To address multiple testing issues, as well as some potential dependencies between primary data elements, ENViz implements filtering by permutation correction. For each permutation, samples in the pivot data matrix are randomly shuffled, and an enrichment score Srand is calculated for each pivot with at least one significant association, as defined by the user. If, for a given pivot-annotation pair with enrichment score S, we observe Srand ≥ S more than a user-defined number of times across all permutations, then this pivot-annotation element pair is considered not significant. For pivot-annotation pairs that survive this permutation test filtering, the original mHG score is reported as the enrichment score.

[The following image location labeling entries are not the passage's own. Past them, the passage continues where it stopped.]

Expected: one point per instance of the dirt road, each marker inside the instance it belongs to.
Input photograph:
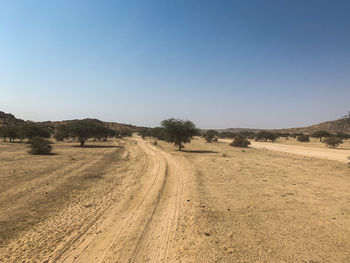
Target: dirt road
(340, 155)
(132, 201)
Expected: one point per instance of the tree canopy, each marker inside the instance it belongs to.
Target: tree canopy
(320, 134)
(179, 131)
(265, 136)
(83, 130)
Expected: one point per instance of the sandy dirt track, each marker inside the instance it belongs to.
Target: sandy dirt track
(132, 201)
(143, 225)
(331, 154)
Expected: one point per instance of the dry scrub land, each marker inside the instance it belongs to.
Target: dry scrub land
(131, 201)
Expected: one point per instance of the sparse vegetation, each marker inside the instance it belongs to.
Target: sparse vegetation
(240, 141)
(303, 138)
(9, 132)
(210, 135)
(82, 131)
(320, 134)
(333, 142)
(39, 145)
(179, 131)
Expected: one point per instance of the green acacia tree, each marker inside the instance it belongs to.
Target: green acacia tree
(83, 130)
(320, 134)
(179, 131)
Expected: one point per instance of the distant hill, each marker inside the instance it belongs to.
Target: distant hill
(9, 119)
(340, 125)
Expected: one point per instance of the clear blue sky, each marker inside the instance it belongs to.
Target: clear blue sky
(258, 64)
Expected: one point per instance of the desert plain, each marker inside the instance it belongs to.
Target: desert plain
(129, 200)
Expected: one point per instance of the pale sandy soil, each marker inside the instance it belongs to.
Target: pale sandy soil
(311, 149)
(132, 201)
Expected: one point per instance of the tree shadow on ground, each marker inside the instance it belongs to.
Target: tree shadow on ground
(198, 151)
(98, 146)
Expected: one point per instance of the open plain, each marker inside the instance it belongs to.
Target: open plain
(132, 201)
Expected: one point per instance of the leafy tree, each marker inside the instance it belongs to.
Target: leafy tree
(240, 141)
(303, 138)
(126, 133)
(227, 134)
(265, 136)
(320, 134)
(83, 130)
(179, 131)
(332, 142)
(39, 145)
(343, 135)
(31, 130)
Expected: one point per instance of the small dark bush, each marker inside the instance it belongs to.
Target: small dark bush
(40, 146)
(265, 136)
(303, 138)
(332, 142)
(240, 141)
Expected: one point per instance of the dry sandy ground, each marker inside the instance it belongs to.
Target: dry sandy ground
(132, 201)
(313, 149)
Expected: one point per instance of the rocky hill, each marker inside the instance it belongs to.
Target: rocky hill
(9, 119)
(340, 125)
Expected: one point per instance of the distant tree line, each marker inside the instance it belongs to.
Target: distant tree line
(25, 131)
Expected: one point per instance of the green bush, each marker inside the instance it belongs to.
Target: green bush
(265, 136)
(40, 146)
(210, 135)
(240, 141)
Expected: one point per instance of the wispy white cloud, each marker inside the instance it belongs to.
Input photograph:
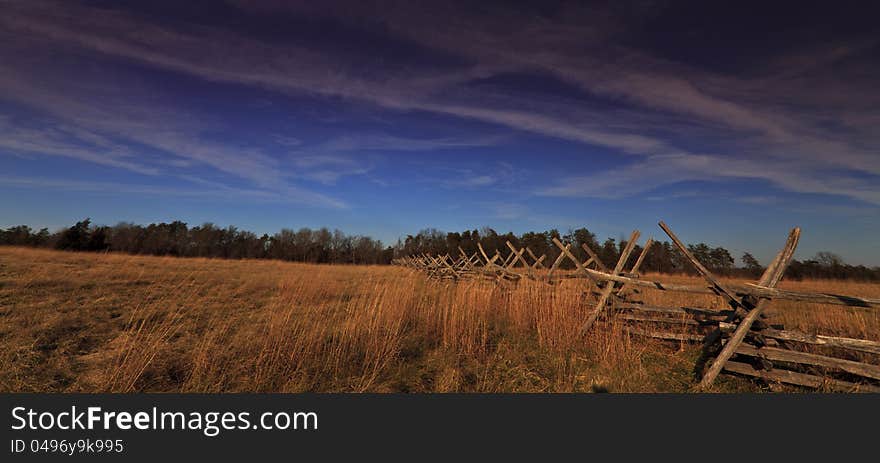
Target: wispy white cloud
(771, 120)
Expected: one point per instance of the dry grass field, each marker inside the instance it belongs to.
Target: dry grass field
(103, 322)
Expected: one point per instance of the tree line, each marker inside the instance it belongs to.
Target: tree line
(320, 246)
(663, 257)
(335, 247)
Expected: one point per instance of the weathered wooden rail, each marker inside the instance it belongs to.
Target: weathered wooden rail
(735, 339)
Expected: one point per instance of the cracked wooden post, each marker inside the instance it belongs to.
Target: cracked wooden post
(594, 257)
(556, 264)
(566, 252)
(635, 269)
(770, 278)
(536, 259)
(716, 285)
(609, 286)
(518, 257)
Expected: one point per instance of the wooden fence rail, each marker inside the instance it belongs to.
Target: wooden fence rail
(735, 340)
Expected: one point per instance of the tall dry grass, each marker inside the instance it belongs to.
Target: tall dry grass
(104, 322)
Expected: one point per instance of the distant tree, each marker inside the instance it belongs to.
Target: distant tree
(828, 259)
(752, 266)
(75, 238)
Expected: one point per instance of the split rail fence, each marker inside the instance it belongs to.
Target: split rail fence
(735, 339)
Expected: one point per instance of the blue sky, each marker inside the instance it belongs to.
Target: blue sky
(733, 124)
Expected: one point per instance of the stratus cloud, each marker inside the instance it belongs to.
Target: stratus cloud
(656, 171)
(775, 125)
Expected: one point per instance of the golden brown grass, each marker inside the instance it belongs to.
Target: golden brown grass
(105, 322)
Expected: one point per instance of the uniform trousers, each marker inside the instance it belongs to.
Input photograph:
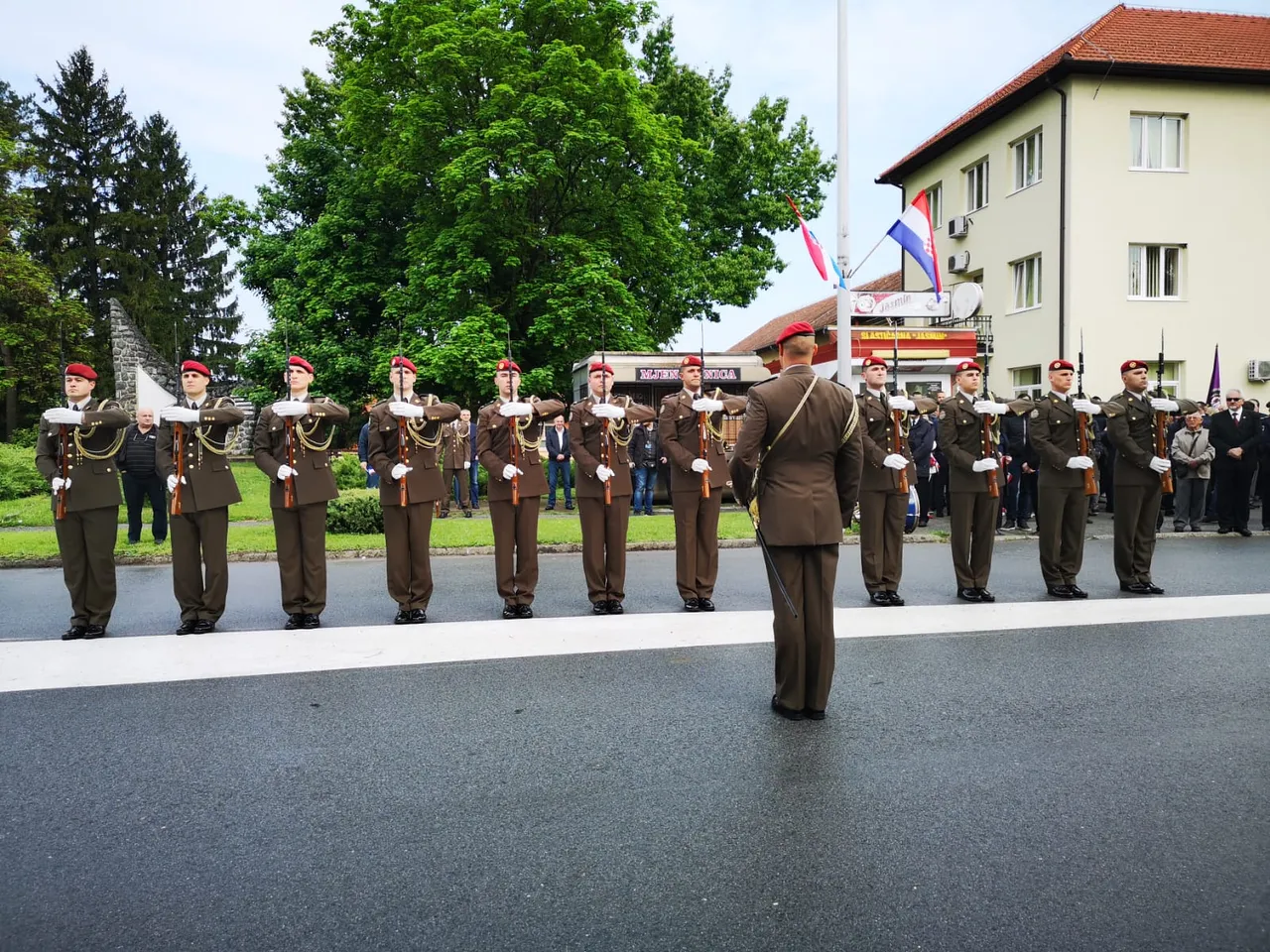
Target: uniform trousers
(516, 547)
(697, 540)
(1134, 521)
(86, 543)
(1061, 517)
(804, 645)
(199, 562)
(408, 535)
(300, 539)
(973, 534)
(603, 546)
(881, 538)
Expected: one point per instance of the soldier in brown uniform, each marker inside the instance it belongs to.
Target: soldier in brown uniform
(802, 440)
(81, 470)
(300, 452)
(199, 532)
(1062, 506)
(1132, 430)
(697, 516)
(883, 506)
(513, 465)
(603, 525)
(973, 511)
(417, 421)
(457, 447)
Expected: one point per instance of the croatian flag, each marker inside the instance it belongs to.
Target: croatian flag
(916, 235)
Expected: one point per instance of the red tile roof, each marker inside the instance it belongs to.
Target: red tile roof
(820, 315)
(1133, 39)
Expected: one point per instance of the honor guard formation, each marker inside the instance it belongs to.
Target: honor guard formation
(808, 453)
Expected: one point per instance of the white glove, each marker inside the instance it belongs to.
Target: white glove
(400, 408)
(64, 416)
(608, 412)
(180, 414)
(290, 408)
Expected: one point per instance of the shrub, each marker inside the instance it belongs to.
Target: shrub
(357, 512)
(18, 474)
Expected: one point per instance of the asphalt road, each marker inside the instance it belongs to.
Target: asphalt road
(35, 603)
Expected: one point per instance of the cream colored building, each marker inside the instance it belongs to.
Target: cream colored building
(1119, 188)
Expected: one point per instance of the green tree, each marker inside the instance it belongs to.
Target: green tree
(475, 169)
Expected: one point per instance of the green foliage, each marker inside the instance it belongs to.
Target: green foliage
(475, 169)
(18, 474)
(357, 513)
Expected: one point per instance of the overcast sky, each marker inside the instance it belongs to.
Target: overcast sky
(916, 64)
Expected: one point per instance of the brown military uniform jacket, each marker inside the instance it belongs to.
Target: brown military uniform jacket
(681, 440)
(585, 433)
(94, 483)
(879, 442)
(208, 480)
(425, 483)
(811, 477)
(494, 448)
(314, 480)
(961, 438)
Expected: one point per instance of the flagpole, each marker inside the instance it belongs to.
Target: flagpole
(843, 289)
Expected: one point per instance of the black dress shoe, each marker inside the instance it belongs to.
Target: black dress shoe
(789, 714)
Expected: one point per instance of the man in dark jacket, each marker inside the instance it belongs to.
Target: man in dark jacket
(141, 480)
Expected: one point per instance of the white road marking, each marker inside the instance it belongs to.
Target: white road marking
(40, 665)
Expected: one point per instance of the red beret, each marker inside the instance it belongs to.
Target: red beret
(80, 370)
(798, 329)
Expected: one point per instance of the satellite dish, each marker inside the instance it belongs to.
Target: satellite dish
(966, 301)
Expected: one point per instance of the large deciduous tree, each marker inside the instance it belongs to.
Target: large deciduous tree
(480, 169)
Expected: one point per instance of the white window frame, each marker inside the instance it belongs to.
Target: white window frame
(973, 176)
(1030, 146)
(1142, 127)
(1146, 273)
(1019, 272)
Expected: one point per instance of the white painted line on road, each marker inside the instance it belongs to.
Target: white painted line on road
(40, 665)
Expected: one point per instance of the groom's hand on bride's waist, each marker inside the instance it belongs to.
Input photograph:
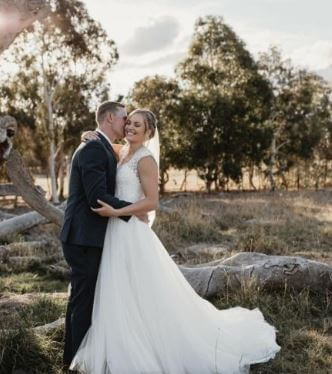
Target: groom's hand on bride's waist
(143, 217)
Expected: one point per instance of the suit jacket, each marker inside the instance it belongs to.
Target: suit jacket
(92, 177)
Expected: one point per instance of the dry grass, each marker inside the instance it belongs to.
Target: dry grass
(292, 223)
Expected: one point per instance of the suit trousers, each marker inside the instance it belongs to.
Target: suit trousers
(84, 264)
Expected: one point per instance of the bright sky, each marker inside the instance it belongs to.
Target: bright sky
(153, 35)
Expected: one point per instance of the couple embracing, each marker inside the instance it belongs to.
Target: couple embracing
(131, 311)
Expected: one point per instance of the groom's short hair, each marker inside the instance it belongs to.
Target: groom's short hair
(106, 107)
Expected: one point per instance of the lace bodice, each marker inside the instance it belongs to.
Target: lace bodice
(128, 186)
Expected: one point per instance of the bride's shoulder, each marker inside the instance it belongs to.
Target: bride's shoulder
(117, 148)
(144, 154)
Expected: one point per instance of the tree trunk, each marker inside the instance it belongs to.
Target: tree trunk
(251, 177)
(31, 194)
(48, 97)
(18, 15)
(272, 162)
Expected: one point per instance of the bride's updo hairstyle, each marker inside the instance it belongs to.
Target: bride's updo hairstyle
(149, 118)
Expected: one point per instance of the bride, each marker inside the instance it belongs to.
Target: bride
(147, 319)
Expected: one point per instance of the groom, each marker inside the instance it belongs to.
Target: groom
(92, 177)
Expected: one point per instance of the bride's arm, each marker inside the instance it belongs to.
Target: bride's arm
(148, 174)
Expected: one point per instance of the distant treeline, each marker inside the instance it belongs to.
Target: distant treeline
(224, 114)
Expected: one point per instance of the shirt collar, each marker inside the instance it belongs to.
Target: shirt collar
(104, 135)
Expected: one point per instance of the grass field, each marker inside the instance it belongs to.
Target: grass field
(288, 223)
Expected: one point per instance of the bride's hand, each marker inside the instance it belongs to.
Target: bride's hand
(89, 135)
(106, 210)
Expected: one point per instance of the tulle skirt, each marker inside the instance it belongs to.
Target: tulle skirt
(147, 319)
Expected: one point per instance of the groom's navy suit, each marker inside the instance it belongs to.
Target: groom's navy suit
(92, 177)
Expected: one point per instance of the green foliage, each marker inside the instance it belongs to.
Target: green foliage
(225, 100)
(68, 55)
(300, 117)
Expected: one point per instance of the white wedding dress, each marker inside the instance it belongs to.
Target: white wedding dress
(147, 319)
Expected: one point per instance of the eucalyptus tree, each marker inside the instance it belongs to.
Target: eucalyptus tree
(227, 100)
(300, 114)
(60, 73)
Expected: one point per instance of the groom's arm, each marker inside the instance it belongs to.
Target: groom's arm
(93, 162)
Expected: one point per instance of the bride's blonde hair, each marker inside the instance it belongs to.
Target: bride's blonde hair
(149, 118)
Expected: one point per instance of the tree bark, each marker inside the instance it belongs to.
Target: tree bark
(16, 15)
(266, 271)
(23, 181)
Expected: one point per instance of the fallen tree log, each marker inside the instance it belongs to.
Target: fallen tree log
(4, 215)
(16, 15)
(24, 222)
(266, 271)
(20, 223)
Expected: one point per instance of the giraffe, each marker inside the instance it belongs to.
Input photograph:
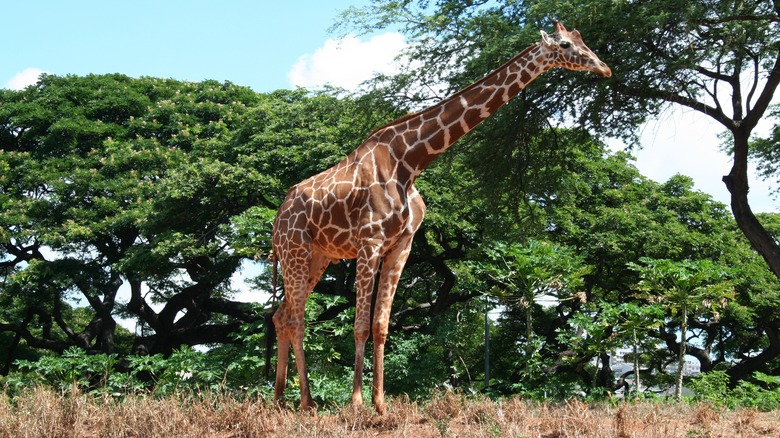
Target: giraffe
(367, 208)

More details can be found in the user tutorial (http://www.agilent.com/labs/research/compbio/enviz/ENVizUserTutorial.pdf).

3 Example

An example dataset, based on data published in (Enerly ) and formatted for ENViz, can be downloaded from http://www.agilent.com/labs/research/compbio/enviz/data.html. This dataset consists of 100 breast tumor samples with various characteristics. Primary data is gene expression profiles from Agilent microarray experiments, pivot data is Agilent microarray-based miRNA profiles, and the annotation matrix is taken from WikiPathways and GO database. As shown in Figure 1 using ENViz we identify a significant association between miR-301 b and the cell-cycle pathway.

On a standard laptop (i7 chip), the analysis of the example data with default parameters and the WikiPathways annotations takes ∼1 min; analysis with GO annotation takes ∼25 min.